ADDING STEREOTACTIC BODY RADIATION THERAPY (SBRT) to chemotherapy improves overall survival and slows cancer progression in patients with advanced liver cancer, according to a recent clinical trial.
SBRT aims multiple small radiation beams at a tumor from different directions. Individually, these beams have little impact on tissues they pass through, but the point at which they come together delivers a precise radiation dose to tumors.
Currently, SBRT is a treatment option for people who cannot undergo surgery to remove their liver cancer due to age, health conditions or tumor location. SBRT is most often used on liver and lung tumors. Researchers have explored SBRT’s use in early-stage hepatocellular carcinoma, the most common form of liver cancer, but they weren’t sure if the targeted radiation would increase survival for locally advanced, inoperable disease.

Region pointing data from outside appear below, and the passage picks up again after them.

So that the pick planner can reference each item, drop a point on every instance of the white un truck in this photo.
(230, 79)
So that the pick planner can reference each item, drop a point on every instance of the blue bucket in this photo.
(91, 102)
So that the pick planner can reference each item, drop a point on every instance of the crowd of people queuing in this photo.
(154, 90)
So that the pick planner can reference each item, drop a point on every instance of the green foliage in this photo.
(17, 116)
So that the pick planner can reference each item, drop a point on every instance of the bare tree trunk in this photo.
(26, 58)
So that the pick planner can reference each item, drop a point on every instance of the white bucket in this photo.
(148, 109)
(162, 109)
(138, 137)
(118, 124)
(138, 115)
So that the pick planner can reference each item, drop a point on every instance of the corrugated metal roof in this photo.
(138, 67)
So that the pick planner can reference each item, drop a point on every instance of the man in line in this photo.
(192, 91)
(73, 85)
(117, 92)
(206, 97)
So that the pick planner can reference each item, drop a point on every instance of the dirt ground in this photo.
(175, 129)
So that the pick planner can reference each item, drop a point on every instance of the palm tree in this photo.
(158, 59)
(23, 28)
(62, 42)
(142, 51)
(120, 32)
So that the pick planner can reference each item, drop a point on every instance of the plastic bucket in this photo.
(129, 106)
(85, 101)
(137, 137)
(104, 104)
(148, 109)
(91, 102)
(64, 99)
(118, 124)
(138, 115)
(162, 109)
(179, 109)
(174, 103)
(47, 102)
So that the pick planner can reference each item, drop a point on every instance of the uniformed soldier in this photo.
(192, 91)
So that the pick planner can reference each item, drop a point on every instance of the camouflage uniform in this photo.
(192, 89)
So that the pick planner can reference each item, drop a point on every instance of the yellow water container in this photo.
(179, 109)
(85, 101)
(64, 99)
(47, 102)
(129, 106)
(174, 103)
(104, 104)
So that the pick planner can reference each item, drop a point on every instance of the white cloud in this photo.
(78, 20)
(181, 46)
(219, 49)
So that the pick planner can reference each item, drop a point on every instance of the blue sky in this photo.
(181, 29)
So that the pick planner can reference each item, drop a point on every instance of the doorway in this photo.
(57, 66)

The NRG/RTOG 1112 trial was a randomized phase III study comparing a treatment course of SBRT followed by sorafenib, a type of chemotherapy used to treat inoperable liver cancer, to sorafenib alone. The trial included 177 participants ages 27-84 randomized to either the SBRT plus sorafenib group (85 participants) or the sorafenib alone group (92 participants). Patients enrolled in the trial had inoperable, locally advanced tumors, mostly isolated to the liver, with a median size of 7.9 centimeters.
The average overall survival for participants treated with SBRT and sorafenib was more than three months longer than that of participants treated with sorafenib alone. Additionally, the average survival time without any cancer progression was almost four months longer for participants in the SBRT arm. And the addition of SBRT did not add any serious undue side effects.

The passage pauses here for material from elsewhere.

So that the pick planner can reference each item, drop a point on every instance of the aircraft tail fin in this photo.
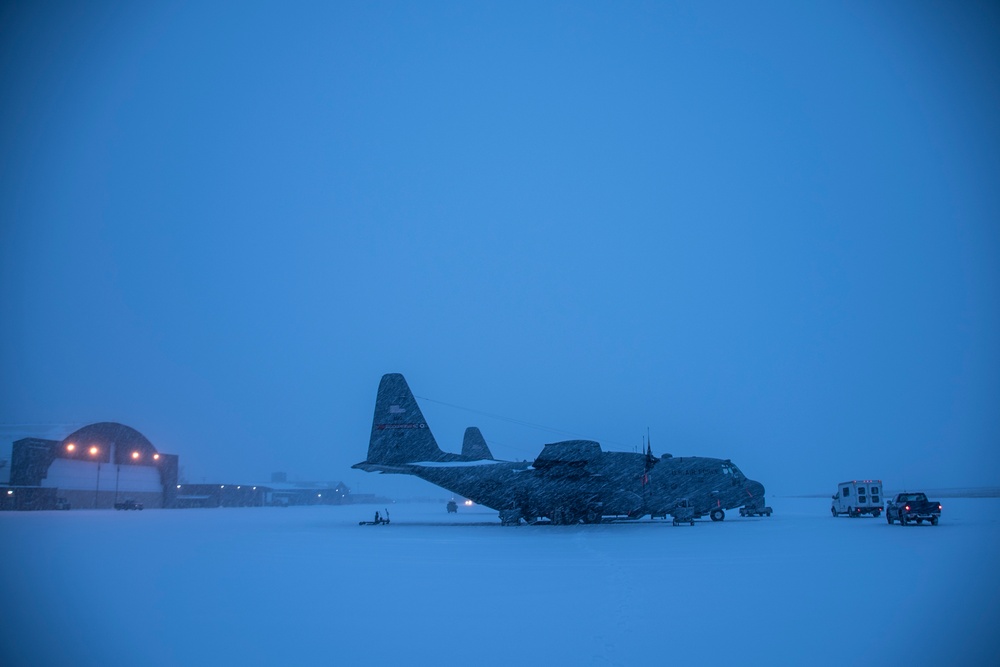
(399, 432)
(474, 445)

“We have shown clinically important improvement for patients, and that on its own is a little unusual even amongst other cancers, but especially for liver cancer,” says Laura Dawson, a radiation oncologist at the Princess Margaret Cancer Centre in Toronto. Dawson led the study and presented the trial’s findings at the American Society for Radiation Oncology annual conference in October 2022.

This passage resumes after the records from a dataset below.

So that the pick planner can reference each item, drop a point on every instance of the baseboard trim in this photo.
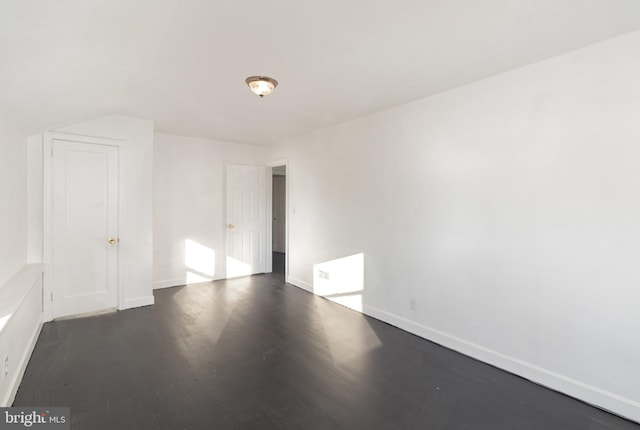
(167, 283)
(179, 282)
(138, 302)
(24, 360)
(300, 283)
(612, 402)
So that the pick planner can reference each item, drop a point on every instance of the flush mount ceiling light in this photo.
(261, 85)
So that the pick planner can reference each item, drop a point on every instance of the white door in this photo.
(84, 198)
(279, 212)
(246, 220)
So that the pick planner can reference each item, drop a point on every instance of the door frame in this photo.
(269, 240)
(47, 148)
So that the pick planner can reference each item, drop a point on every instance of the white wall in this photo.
(136, 236)
(13, 201)
(189, 206)
(507, 210)
(20, 284)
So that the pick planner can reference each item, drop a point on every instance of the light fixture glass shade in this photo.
(261, 85)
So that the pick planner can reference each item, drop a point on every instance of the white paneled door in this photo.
(279, 212)
(84, 199)
(246, 220)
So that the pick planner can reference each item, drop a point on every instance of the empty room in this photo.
(334, 215)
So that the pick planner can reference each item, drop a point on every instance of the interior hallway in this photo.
(256, 353)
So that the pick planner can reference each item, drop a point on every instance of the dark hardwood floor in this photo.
(256, 353)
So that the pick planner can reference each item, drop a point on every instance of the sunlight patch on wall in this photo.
(341, 280)
(200, 262)
(4, 320)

Nima Nabavizadeh, a radiation oncologist and associate professor of radiation medicine in Oregon Health and Science University’s School of Medicine in Portland, thinks the study’s findings suggest that adding SBRT should be the new standard of care for patients treated with sorafenib for advanced liver cancer. “What is unique about the study is that it enrolled a population of patients with very advanced cancers,” says Nabavizadeh, who was not involved with the trial.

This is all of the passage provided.